Dabei verdanken wir ihr einen ganz eigenständigen Beitrag zur Kunst des 20. Jahrhunderts, dem der Fotocollage. Ihr "Schnitt mit dem Küchenmesser Dada durch die letzte weimarer Bierbauchkulturepoche Deutschlands" gilt heute als eine der Inkunabeln des Mediums:

Küchenmesser Dada durch die
letzte Weimarer Bierbauch-Kulturepoche Deutschlands  (1919)
Anna Therese Johanne Höch wird am 1. November 1989 in Gotha in eine wohlsituierte bürgerliche Familie hineingeboren. 1912 geht sie nach Berlin, um an der Kunstgewerbeschule zu studieren, eine der wenigen Möglichkeiten für eine Frau der damaligen Zeit. Bei Kriegsbeginn wird die Schule geschlossen und erst 1915 kann Hannah Höch ihre Ausbildung an der Unterrichtsanstalt des Kunstgewerbemuseums bei Emil Orlik fortsetzen. Im gleichen Jahr lernt sie Raoul Hausmann kennen, und eine anregende, tiefe Liebe beginnt, die aber wegen der Unentschiedenheit Hausmanns ( der verheiratet ist ) auch schwierig ist.

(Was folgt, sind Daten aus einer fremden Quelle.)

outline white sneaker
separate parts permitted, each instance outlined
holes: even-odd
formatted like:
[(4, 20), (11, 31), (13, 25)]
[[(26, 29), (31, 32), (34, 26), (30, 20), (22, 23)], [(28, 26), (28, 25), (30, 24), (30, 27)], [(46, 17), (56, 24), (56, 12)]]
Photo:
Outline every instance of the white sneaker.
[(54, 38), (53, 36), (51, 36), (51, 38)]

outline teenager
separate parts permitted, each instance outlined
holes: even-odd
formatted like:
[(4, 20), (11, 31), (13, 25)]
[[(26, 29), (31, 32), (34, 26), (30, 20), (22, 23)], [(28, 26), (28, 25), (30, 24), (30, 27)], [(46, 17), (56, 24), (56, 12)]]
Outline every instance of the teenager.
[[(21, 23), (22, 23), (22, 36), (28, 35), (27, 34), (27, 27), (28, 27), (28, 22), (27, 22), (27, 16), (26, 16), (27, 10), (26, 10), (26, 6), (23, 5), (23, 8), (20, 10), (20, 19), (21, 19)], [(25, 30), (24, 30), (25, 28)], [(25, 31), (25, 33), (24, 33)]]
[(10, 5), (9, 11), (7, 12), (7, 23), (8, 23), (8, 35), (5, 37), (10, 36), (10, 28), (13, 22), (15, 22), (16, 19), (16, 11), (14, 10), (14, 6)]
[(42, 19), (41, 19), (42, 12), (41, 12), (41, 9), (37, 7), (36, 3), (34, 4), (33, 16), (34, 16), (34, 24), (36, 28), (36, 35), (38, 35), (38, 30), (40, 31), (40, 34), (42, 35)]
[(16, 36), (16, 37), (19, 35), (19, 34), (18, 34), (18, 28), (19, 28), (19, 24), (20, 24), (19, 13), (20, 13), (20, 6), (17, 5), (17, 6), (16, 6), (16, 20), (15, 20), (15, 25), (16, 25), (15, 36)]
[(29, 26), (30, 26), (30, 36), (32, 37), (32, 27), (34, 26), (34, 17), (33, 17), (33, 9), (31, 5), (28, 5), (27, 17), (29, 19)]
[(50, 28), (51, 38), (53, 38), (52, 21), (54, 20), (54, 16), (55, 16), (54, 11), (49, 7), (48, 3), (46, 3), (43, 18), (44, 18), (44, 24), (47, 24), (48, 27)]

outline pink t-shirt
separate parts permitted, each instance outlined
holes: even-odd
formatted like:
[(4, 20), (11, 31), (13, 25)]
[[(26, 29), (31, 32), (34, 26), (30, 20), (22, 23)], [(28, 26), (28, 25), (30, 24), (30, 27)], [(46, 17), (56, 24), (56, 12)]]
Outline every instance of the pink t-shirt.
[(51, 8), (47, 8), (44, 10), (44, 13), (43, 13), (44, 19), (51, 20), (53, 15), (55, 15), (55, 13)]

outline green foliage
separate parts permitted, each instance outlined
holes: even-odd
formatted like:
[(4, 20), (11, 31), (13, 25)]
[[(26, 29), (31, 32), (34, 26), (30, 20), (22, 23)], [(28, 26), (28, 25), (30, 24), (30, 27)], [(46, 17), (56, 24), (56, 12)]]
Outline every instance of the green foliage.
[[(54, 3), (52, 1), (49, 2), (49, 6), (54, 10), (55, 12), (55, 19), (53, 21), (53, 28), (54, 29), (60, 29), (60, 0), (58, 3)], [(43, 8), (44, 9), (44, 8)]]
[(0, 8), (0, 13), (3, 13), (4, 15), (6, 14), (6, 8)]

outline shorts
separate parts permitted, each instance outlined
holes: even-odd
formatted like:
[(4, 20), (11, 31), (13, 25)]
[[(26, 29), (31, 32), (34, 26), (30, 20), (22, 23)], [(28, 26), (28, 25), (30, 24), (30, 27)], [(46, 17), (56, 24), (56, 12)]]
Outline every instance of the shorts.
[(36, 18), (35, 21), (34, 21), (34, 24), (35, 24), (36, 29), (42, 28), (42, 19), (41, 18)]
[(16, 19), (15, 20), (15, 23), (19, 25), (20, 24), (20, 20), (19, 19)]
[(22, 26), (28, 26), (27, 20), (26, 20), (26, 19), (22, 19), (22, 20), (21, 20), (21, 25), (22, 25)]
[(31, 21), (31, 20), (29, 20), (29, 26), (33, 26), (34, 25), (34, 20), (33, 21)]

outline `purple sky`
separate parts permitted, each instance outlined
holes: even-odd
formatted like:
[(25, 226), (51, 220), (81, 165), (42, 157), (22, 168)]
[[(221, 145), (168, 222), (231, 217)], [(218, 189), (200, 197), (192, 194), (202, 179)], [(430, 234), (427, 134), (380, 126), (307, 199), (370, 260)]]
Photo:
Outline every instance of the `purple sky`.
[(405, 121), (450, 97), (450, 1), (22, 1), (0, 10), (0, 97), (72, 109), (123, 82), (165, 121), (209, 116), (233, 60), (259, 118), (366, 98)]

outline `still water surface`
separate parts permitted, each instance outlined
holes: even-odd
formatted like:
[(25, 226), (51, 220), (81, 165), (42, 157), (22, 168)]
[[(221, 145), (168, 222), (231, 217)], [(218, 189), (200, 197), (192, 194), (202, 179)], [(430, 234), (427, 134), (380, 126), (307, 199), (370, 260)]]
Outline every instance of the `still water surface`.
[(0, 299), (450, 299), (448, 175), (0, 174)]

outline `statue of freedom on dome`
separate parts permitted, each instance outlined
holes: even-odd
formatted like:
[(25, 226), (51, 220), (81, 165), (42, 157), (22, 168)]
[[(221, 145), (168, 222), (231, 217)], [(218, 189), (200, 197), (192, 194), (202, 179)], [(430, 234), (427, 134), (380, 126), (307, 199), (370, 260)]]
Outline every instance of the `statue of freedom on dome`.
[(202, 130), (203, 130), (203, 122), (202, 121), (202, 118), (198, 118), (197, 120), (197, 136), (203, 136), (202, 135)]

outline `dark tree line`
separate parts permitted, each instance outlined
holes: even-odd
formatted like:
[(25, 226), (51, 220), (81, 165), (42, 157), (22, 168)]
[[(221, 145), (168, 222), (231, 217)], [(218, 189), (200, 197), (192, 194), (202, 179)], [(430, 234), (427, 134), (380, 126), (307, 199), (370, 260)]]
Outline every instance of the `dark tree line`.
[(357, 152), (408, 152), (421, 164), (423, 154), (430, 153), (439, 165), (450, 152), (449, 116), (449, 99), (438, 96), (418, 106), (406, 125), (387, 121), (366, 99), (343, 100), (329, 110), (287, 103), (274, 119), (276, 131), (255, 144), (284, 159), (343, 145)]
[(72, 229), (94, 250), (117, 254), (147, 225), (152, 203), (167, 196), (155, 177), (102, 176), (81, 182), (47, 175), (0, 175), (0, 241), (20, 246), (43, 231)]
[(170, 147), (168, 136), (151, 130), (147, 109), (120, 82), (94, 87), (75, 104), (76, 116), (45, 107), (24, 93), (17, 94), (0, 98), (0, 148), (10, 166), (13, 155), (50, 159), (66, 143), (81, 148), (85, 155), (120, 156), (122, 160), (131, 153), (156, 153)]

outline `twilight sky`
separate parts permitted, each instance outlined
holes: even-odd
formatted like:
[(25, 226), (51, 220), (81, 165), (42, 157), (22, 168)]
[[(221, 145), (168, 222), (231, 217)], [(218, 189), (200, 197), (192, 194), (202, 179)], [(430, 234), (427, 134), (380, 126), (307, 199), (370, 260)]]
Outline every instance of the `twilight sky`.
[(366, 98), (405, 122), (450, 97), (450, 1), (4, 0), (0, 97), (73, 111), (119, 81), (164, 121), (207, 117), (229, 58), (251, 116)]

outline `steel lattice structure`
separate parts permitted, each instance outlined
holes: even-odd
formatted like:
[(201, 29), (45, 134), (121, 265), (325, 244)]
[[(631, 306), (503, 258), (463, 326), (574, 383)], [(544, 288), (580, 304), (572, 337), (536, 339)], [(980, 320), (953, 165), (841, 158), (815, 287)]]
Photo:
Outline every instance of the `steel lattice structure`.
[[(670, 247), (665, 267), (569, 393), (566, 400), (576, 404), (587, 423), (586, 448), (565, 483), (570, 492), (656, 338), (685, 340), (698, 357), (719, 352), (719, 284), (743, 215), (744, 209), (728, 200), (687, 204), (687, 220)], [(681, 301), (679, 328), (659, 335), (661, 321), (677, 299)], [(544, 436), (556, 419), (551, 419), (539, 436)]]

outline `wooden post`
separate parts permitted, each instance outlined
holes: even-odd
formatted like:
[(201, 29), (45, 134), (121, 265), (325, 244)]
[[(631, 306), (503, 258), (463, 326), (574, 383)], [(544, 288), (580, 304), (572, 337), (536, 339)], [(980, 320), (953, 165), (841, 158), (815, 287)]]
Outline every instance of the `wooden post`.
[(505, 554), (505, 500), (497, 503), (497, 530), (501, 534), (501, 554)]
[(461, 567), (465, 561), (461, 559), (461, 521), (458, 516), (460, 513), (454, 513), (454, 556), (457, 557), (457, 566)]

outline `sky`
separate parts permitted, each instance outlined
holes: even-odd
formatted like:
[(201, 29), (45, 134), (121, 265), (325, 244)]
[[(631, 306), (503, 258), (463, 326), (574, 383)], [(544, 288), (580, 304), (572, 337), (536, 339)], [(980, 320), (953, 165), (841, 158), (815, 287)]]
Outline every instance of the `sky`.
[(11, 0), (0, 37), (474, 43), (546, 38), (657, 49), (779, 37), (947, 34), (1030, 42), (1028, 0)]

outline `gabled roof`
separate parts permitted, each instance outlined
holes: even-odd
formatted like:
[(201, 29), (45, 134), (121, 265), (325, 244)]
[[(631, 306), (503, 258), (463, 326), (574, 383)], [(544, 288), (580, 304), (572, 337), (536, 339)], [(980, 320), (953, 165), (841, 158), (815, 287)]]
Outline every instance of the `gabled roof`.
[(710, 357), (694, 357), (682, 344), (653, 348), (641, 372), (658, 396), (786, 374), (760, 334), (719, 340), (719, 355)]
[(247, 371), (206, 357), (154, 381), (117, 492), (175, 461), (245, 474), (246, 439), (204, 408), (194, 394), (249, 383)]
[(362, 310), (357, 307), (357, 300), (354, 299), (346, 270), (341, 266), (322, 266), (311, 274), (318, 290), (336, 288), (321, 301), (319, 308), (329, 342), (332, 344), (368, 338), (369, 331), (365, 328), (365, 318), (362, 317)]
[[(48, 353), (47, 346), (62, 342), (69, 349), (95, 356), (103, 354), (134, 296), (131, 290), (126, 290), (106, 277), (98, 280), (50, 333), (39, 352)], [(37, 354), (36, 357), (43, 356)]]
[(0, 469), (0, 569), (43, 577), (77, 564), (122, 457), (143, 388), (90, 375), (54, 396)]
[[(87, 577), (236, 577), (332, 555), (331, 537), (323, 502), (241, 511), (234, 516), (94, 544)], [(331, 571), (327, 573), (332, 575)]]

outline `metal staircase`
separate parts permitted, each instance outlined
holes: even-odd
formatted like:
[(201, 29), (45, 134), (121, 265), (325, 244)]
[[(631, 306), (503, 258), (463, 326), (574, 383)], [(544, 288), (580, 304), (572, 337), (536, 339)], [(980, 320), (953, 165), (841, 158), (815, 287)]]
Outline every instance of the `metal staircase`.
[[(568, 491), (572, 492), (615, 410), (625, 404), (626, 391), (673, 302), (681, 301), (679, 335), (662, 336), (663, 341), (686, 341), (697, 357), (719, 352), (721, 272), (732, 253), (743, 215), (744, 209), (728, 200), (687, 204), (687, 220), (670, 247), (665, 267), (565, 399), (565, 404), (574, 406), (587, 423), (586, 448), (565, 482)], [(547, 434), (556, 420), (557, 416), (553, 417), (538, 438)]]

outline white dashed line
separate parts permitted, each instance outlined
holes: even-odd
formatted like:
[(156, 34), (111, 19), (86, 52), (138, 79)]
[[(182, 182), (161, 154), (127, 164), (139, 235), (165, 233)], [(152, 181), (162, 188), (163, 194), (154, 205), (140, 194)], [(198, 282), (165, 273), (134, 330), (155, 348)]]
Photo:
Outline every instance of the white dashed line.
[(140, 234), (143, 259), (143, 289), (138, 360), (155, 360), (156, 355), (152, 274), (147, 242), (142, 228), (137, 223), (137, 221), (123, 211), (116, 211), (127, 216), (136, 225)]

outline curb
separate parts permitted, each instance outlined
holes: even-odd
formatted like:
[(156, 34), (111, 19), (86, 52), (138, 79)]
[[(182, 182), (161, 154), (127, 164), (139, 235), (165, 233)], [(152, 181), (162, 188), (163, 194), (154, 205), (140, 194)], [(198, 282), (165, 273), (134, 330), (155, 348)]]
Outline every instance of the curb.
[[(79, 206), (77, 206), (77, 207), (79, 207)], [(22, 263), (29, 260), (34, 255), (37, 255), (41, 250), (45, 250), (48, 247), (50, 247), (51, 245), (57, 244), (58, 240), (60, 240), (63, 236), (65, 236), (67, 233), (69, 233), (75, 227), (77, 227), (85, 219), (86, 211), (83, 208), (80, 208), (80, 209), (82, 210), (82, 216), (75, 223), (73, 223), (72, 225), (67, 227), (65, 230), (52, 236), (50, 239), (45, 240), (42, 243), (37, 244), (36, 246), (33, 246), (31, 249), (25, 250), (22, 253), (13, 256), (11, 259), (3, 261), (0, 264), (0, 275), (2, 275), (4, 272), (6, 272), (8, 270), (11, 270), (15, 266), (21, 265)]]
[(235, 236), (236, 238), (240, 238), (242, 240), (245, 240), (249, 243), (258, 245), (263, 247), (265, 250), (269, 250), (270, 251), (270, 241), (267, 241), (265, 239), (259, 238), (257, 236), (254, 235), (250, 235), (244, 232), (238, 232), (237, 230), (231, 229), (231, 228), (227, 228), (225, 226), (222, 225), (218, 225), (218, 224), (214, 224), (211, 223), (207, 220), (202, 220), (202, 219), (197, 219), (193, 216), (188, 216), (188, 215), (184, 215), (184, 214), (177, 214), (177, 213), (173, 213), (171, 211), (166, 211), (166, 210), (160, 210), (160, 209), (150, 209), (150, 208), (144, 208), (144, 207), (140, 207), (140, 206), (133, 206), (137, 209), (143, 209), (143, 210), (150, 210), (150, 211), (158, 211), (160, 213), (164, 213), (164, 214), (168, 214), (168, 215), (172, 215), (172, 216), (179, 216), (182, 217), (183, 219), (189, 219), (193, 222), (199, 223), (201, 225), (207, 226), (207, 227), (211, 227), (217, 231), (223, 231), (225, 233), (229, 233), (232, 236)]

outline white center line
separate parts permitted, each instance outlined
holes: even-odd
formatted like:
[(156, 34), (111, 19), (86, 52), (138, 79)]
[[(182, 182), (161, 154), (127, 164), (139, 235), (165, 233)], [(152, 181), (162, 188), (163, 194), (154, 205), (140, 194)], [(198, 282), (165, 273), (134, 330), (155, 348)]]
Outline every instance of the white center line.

Hannah Höch arbeitet während des Studiums auch als Entwurfszeichnerin für die Handarbeitsredaktion des Ullsteinverlages, entwirft Vorlagen für Spitzenmuster, Stickereien und Druckstoffe und schreibt Texte für die Zeitschriften "Die Dame" & "Die praktische Berlinerin". Sie hat dadurch Zugang zu vielen Publikationen des Verlages, die sie als Motivquelle für ihre Collagen nutzen kann. Eine erste Collage fertigt sie 1916 aus Abdeckschablonen für Holzschnitte, die sie gegen Bezahlung für Orlik anfertigt.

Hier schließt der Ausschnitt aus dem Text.